Me quedo boquiabierto y trato de indagar qué quiere decir con eso. Me lo explica con la locuacidad de pitonisa que le caracteriza cuando está segura de algo que, como afirma ella, no cabe en ningún diccionario. Yo le suelo objetar que no cabrá en el suyo, pero después de escucharla suelo concluir que seguramente tiene razón. Igual que sus rodillas no entran en ningún diccionario, tampoco Elsa, ella entera, lo hace, y sus palabras suelen ser a su cuerpo lo que las torres gemelas incendiadas fueron a sus rodillas; yo me di cuenta de la catástrofe, de que aquello no era un telefilm, gracias a éstas y a la angustia que me produjeron. Y bien, ella no entendía toda aquella mendicidad del festival hacia las estrellas americanas, sin las que el evento parecía venirse abajo. De repente, protesta, nos vienen con el 'América nos salva' después de pasarnos la vida despotricando de los americanos. El personal del servicio siempre acaba salvando la mansión del fuego, sentencia, y es así como pretendemos dar a entender que vemos a los americanos; no podemos soportar ser en realidad nosotros el personal del servicio y usamos con ellos el desdén del señorito. Todo lo que hacen está mal, y antes Uganda, salvo para hacer de floripondios. Claro que, sonríe, con el centro floral se llevan las perras, pero en el fondo nos viene bien porque eso nos permite seguir siendo desdeñosos. Es cuestión de hidalguía.

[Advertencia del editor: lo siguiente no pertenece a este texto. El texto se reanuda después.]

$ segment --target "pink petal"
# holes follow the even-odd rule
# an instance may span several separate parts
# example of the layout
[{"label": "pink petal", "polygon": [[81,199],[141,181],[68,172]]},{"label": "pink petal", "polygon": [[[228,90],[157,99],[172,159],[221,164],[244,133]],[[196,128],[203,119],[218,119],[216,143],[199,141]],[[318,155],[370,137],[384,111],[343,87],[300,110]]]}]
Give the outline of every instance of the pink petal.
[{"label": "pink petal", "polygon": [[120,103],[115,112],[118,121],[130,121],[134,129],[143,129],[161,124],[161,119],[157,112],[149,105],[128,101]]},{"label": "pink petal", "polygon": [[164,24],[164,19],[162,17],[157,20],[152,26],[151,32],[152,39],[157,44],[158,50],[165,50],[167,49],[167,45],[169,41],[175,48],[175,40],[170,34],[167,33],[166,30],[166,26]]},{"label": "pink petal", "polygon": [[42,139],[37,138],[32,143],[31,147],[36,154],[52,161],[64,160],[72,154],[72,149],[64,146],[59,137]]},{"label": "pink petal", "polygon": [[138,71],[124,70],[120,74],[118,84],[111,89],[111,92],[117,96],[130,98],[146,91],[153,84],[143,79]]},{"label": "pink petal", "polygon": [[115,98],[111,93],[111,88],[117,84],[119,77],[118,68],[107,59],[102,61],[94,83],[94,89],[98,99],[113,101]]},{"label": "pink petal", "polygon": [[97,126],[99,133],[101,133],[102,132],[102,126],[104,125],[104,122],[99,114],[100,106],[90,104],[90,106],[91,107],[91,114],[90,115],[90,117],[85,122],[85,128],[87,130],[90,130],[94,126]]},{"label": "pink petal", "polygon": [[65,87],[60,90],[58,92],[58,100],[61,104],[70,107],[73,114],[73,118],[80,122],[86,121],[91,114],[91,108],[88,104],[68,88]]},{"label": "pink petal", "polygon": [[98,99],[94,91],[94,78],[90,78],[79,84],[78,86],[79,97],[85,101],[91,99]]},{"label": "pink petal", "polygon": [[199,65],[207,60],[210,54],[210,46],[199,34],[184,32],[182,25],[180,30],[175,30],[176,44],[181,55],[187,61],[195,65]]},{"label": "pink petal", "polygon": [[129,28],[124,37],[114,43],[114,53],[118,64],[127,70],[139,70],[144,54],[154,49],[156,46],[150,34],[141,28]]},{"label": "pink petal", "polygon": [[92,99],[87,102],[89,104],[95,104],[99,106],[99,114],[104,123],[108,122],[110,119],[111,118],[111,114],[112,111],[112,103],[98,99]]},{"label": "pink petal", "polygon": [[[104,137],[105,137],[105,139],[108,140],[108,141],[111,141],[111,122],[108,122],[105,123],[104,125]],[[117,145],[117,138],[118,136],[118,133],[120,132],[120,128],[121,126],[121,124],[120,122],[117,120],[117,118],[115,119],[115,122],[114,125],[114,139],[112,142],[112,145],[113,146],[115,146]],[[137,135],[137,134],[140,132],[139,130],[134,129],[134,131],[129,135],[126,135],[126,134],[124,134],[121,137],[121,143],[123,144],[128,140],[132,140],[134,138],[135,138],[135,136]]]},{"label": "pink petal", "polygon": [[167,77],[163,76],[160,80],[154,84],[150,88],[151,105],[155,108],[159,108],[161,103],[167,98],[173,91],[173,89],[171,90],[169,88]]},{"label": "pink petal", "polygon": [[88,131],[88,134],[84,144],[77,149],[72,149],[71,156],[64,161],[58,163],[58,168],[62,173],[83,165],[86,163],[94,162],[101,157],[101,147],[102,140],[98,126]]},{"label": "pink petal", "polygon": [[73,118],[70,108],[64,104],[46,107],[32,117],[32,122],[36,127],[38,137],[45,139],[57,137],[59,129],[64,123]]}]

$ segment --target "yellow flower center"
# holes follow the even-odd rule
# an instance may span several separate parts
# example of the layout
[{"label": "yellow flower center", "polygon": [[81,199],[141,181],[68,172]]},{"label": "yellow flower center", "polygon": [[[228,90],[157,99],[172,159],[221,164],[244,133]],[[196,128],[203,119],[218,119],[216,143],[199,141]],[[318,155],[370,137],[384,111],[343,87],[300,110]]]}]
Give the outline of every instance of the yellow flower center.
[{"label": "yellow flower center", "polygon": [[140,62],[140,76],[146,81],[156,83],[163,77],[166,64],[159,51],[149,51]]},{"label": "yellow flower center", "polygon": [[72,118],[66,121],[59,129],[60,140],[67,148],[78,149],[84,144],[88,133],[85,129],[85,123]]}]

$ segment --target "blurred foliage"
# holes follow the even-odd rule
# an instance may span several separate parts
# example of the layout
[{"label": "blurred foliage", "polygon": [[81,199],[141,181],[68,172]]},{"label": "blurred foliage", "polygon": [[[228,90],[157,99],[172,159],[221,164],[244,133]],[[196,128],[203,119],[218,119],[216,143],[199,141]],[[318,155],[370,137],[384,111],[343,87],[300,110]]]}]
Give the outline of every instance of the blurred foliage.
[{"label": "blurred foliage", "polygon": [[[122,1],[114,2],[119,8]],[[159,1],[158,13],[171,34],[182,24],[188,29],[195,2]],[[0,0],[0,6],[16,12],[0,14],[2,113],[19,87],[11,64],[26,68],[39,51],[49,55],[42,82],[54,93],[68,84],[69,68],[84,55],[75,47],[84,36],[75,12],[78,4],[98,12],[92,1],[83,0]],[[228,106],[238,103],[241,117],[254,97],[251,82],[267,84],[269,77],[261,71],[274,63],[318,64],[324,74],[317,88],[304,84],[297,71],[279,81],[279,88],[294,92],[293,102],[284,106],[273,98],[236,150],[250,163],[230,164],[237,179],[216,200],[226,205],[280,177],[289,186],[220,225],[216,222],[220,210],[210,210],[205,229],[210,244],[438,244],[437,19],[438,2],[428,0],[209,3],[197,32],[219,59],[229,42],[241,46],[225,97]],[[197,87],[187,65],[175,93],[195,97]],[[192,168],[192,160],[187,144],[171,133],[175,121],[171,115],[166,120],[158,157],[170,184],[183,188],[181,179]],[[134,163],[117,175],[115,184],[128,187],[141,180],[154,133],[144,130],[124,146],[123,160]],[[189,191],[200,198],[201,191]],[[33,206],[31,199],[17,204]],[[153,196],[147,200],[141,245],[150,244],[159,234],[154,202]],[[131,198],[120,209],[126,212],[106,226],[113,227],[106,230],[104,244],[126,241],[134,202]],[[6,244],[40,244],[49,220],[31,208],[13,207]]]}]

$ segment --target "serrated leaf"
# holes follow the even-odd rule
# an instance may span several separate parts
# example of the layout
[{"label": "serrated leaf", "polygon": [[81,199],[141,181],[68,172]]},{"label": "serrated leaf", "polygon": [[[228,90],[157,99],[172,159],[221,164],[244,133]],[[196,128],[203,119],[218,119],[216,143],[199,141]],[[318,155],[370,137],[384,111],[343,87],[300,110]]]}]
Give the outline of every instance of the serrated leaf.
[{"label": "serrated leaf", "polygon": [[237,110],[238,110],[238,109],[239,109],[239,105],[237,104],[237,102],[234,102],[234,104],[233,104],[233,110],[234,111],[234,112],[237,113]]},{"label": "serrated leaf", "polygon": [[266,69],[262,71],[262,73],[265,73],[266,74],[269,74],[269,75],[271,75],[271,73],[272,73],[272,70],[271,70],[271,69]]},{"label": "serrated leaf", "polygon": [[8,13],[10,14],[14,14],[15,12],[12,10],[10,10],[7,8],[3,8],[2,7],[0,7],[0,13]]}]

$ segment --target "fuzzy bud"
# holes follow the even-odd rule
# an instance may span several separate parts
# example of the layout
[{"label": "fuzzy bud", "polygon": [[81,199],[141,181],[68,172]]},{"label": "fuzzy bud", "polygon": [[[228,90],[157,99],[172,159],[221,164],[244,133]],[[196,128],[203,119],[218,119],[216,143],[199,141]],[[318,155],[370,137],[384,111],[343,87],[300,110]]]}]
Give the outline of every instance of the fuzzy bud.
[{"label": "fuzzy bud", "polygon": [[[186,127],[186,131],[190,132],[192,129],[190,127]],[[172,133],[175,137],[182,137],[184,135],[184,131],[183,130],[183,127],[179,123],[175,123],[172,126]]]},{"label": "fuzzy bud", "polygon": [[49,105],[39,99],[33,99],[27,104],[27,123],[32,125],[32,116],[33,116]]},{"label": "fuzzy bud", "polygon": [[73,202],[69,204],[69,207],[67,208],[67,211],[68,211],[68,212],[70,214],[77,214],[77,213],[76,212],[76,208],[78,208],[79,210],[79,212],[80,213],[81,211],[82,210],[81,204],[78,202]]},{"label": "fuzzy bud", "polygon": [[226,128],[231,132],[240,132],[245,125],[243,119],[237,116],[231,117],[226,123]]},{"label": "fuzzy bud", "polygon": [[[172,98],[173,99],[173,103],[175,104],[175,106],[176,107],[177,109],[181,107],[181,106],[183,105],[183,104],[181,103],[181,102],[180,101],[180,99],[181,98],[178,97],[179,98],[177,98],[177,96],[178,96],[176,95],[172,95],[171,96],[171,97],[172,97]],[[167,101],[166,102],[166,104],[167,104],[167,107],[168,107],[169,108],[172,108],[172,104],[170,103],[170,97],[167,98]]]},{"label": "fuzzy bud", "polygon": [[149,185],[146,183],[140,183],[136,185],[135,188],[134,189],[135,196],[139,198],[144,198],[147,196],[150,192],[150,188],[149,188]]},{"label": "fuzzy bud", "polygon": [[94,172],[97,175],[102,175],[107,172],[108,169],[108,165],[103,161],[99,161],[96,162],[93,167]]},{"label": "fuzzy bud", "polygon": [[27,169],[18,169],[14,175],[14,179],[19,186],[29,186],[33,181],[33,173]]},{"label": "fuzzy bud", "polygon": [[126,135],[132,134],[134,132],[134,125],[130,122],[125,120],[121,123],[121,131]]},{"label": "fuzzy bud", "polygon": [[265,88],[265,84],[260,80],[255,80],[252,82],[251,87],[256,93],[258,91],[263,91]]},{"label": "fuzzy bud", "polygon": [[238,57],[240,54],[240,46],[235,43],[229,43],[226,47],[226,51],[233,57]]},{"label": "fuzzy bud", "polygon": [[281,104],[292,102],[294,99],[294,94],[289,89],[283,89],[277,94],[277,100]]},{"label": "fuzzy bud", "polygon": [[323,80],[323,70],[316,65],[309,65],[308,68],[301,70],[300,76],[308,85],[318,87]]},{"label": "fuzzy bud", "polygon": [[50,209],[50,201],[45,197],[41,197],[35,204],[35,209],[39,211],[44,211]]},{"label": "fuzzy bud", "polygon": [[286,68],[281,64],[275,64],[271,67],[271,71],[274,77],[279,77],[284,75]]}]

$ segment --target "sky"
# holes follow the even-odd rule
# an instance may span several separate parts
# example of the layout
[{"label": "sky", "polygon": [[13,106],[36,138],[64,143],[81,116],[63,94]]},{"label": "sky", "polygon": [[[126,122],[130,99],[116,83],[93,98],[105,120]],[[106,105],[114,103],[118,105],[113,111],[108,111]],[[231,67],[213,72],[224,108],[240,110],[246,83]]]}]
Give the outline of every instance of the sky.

Su amiga Lola, por ejemplo, le había dicho después de la catástrofe que también ella era neoyorquina; no de una granja perdida de Oregón, que era de donde en realidad podía ser, sino neoyorquina y de la quinta, seguro. Y es que lo mejor de los americanos nunca es de los americanos, no, es nuestro. Y lo mejor de los americanos suelta lo de la Justicia infinita y nos pone a pasear su poderío y nos da el berrinche. Con el nuevo telefilm nos olvidamos del de la semana pasada, y luego nos sacan a los talibán, que parece que están rodando una película de Jesucristo, y claro, nos quedamos con el peplum. A ella con lo de la guerra era como si le vaciaran la matriz, pero no estaba de acuerdo con su amiga Lola, otra vez, y la historia que se había montado con los refugiados afganos, que eran todos guapísimos. Según su amiga, era la Justicia Infinita la causante de aquel éxodo que luego quería remediar con leche en polvo. Ella le había replicado que si los talibán hubieran entregado al monísimo Bin Laden, o hubieran decretado su caza y captura, o hubieran colaborado para ello y para desmantelar los campos de entrenamiento de Al Qaeda con los demás países, no hubiera habido éxodo, ni guerra, ni Bush hubiera puesto en ridículo a Dios. Claro que igual se les hubieran despelotado las mujeres. Y entonces no son las rodillas de Elsa las que tiemblan, sino su cuerpo entero.